Once you know what an mRNA vaccine does, it is easy to understand why some people have been running fear campaigns that a mRNA vaccine is a government tracking device.
There has been a lot of misinformation that the COVID mRNA vaccines were developed too quickly. In fact, mRNA technology has been under development for many years. Now that the technology is in place, it is set to be a game changer that will start to be used in other treatments as well. Work is underway in diverse areas such as cancer, flu, and malaria.
While there is a long way to go, some are predicting that mRNA will be as revolutionary as antibiotics.
Brilliant work, Bali
Australia could learn a lesson from Bali, Indonesia. 95% of Balinese people have had their first vaccine, and 60% are fully vaccinated. As more people have been vaccinated, case numbers and deaths have both fallen. Incidentally, Bali has used AstraZeneca for everyone, and has waited 12 weeks between doses. It won’t be long until they hit 95% fully vaccinated. The great news is that Bali will be ready when travel starts again and we can all return.

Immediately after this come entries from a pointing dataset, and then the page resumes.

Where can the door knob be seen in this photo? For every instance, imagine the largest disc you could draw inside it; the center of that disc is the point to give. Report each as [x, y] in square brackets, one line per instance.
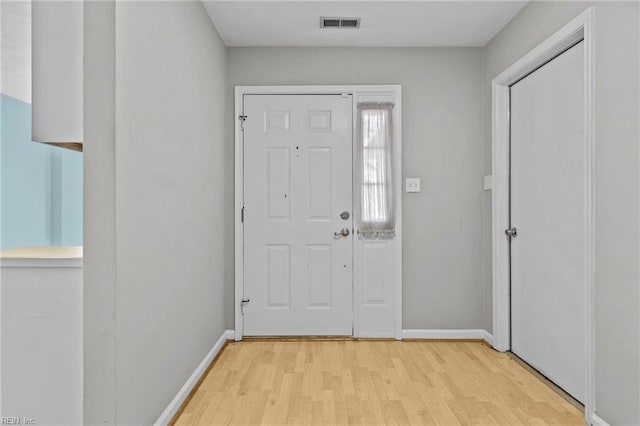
[343, 233]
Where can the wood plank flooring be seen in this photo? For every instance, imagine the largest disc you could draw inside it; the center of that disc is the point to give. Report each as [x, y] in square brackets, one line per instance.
[372, 383]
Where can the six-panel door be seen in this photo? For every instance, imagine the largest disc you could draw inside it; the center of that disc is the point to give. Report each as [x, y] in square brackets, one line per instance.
[297, 183]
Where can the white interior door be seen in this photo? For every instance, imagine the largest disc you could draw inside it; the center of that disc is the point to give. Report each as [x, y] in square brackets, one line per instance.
[297, 183]
[548, 188]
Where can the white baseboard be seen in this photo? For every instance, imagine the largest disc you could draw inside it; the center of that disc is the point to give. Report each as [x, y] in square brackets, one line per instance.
[597, 421]
[183, 393]
[488, 337]
[448, 334]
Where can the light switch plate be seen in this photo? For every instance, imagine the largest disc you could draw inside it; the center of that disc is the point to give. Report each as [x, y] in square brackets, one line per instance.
[488, 182]
[412, 185]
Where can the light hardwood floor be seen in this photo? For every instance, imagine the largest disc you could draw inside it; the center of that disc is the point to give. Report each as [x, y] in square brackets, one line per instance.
[372, 383]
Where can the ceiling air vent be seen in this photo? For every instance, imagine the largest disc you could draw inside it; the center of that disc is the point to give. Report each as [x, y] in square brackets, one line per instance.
[339, 22]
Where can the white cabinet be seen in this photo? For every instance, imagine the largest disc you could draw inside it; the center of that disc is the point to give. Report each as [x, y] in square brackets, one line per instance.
[57, 69]
[41, 337]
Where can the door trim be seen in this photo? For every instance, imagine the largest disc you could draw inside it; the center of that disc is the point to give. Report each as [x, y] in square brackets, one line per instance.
[580, 28]
[355, 90]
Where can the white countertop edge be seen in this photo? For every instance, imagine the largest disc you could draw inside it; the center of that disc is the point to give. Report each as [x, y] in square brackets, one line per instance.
[41, 263]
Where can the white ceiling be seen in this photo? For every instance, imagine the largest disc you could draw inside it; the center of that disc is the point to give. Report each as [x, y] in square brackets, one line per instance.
[384, 23]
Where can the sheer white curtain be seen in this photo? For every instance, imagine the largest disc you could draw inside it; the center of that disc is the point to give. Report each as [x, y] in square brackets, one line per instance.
[375, 216]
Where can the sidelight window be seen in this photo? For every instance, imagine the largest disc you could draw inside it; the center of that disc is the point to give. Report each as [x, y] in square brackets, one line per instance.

How can the rest of us help?
The best things the rest of us can do to help is to get vaccinated, get tested, isolate if even slightly unwell and avoid going to an Emergency Department until absolutely necessary.
I’ve been asked for suggestions on how we can support health workers on the frontline and across the board to let them know we care. One practical thing to do is to organise a treat as a thank you for paramedics, ED, ward and ICU staff, many of whom will be working double shifts. And don’t forget the massive effort of public health staff who’re working around the clock in a myriad of ways to keep us all safe.
Many workers are wearing full PPE for many hours, so good quality hand and face creams help severely chaffed skin. Staff are very happy to receive savoury and sweet food – it just needs to be easily separated to individual portions so that the food is not accidentally contaminated – i.e. mini quiches, individual portions of zucchini slice, cut sandwiches, cupcakes etc.